Book I Read This WeekOrigins, by Dan Brown. Origins is the 5th book in the Robert Langdon Series, the same series which featured the famous titles Angels and Demons, and The Da Vinci Code. I have seen the two movies based on those two books, but Origins is the first book from the series that I read. Dan Brown wrote the novels so that they can be standalone adventures for his protagonist, Robert Langdon, and with a title like Origins, I thought it was as good a place as any to start. The character Robert Langdon, who is difficult to imagine as anyone else than Tom Hanks, is a fictional professor from Harvard University, where he teaches the history of art, and the subject of Symbology. Though of an open mind himself, Landon seems to constantly find himself embroiled in webs of secret wars waged between radical backward looking Christians and zealot atheists.

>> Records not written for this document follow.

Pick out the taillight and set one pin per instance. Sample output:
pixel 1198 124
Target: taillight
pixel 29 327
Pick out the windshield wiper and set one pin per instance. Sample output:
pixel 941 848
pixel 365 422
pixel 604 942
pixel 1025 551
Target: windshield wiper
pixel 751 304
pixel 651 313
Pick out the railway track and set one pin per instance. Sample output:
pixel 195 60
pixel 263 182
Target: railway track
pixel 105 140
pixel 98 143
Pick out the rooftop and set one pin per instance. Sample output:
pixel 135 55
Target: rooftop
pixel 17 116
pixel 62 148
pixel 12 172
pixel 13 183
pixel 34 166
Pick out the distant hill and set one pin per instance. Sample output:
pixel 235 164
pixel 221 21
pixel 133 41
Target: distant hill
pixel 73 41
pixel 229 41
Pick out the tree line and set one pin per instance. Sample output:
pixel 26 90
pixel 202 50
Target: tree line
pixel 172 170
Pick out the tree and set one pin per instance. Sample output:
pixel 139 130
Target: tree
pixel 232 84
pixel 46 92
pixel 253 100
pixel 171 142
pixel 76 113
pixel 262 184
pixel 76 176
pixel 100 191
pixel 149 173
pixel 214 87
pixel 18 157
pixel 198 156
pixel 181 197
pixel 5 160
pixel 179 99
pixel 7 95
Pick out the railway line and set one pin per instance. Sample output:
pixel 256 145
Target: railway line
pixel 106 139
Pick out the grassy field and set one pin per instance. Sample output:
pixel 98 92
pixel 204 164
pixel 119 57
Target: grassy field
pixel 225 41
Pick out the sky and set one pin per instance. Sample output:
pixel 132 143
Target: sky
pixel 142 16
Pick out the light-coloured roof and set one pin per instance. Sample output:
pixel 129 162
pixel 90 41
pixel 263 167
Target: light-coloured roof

Langdon’s professorial background perfectly arms him to solve the puzzles and mysteries which lead like breadcrumbs to fantastic revelations about the origins of religion, and the future of humanity. In this 5th story, Dan Brown leads us like tourists around a specialized tour of Spain. His novel teaches us about the Spanish Royalty, about the social history of Spain since the death of the dictator Franco. We learn about and visit works by the famous architect and philosopher of art, Antoni Gaudí, as well as spend time with the ideas of other illustrious thinkers such as William Blake. Dan Brown writes books that are very accessible to broad audiences, and he has a great ability to give historical, artistic, and philosophical notions important roles in his plots. In this story, the principle themes are based in the important questions “Where do we come from, and where are we going?”. I very much enjoyed this book, as it gave me something new to think about every time I put it down, and I always wanted to pick it up.

One thought on “Weekly Recap #2

  1. I think Musk is an uncritical promoter of technologies that will pay him a dividend. A lot of it is hype: His driver less car is still a generation away, and our limited knowledge about the brain (to use a common analogy we hardly understand the hardware and have very few clues about the software) will stymie many attempts to improve it.